Brasil passa a reconhecer a fibromialgia como deficiência a partir de 2026
06/01 /2026
A fibromialgia terá um novo enquadramento legal no Brasil a partir de janeiro de 2026. Com a entrada em vigor da Lei nº 15.176/2025, a condição passa a ser oficialmente reconhecida como deficiência (PCD), consolidando um marco importante na validação da dor crônica e na ampliação de direitos para milhões de pessoas.
Sancionada pelo presidente Luiz Inácio Lula da Silva, a legislação representa um avanço significativo no enfrentamento do estigma que historicamente cerca a fibromialgia, uma síndrome frequentemente marcada pela desinformação, pelo descrédito e pela invisibilidade social.
O que é fibromialgia?
A fibromialgia é definida como uma síndrome neurossensorial complexa, associada a alterações no processamento da dor pelo sistema nervoso central. Entre os principais sintomas estão dor musculoesquelética difusa, fadiga persistente, sono não reparador, dificuldades cognitivas como lapsos de memória e concentração, além de sintomas neurovegetativos.
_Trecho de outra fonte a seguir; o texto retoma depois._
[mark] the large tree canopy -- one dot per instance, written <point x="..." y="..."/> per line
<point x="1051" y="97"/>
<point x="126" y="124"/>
Reconhecimento como PCD: impactos práticos
Com a nova lei, pessoas com fibromialgia passam a ter respaldo jurídico para acessar direitos garantidos às pessoas com deficiência, desde que cumpram os critérios estabelecidos. Entre os principais benefícios previstos estão:
- - reserva de vagas em concursos públicos e processos seletivos;
- - isenção de impostos, como IPI, ICMS e IOF, na compra de veículos adaptados;
- - acesso a auxílio-doença e aposentadoria por invalidez, mediante perícia;
- - Benefício de Prestação Continuada (BPC), nos casos de baixa renda;
- - pensão por morte, quando houver incapacidade comprovada para o trabalho.
O reconhecimento da fibromialgia como deficiência não ocorre de forma automática. Para a caracterização como PCD, será exigida uma avaliação criteriosa, que inclui laudo médico confirmando o diagnóstico, avaliação biopsicossocial realizada por equipe multiprofissional, análise do impacto funcional da condição na rotina, no trabalho, na mobilidade ou no autocuidado, além da comprovação de vínculo com a Previdência Social, quando aplicável.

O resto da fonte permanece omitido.